Updated On: 22 April, 2022 07:10 AM IST | Mumbai | Rosalyn D`mello
How does one keep their professional lives thriving while tending to a newborn? Well, we figure out our own hacks and plan ahead

I have merged the nursery with my work room so that I am able to be around him during the day while he naps and I get my work done. Pic/Rosalyn D’Mello
The recurring question in most every conversation with other mothers my age who are either nursing infants or caring for toddlers is, quite simply—how do I manage to work while mothering? My go-to answer is that I don’t have a choice. Because I have only lived here for two years and haven’t had a full-time job, I am infinitely less privileged than anyone who might have had even the most basic occupation which would have guaranteed me some form of paid maternity leave. Italian laws are not as generous to mothers as other European countries. The higher cost of living also means that hired help is unaffordable. I confess I feel envy when I meet other mothers in the region who get to enjoy certain luxuries to which I am simply not entitled. Additionally, most of them have had their mothers or siblings help them ease into parenthood. My in-laws had COVID one after the other soon after our child’s birth, which made them inaccessible to us for almost three weeks. When my partner exhausted his 10-day paternity leave, it meant that from the time he began his work day, at noon, until 7.30 pm, I was alone with our child.
One of my coping mechanisms involved clearing my plate in the final two months of pregnancy. I refused work that didn’t pay enough, which nonetheless resulted in financial loss, but I had better paying work lined up from my third month postpartum that would put me back on track.

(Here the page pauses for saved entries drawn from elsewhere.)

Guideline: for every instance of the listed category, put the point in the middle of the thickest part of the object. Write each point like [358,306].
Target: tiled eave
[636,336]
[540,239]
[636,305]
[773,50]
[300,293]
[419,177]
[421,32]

In the past two months, despite all the challenges of tending to a newborn—and I had many, from recovering from a C-section to not having enough milk and having to pump every three hours while also feeding and caring for our child to having to manage an overactive letdown—I have continued to send these weekly dispatches and write my monthly art criticism essays for the online publication for which I am a contributor. I have also been simultaneously working on my archive, as well as two publications that I must put to bed by the first week of May—the first, a mock-up of my thesis that was the basis of my residency at Künstlerhaus Büchsenhausen, the second, the culmination of my jam documentation project in Tramin, the Traminer Marmaladen Almanach.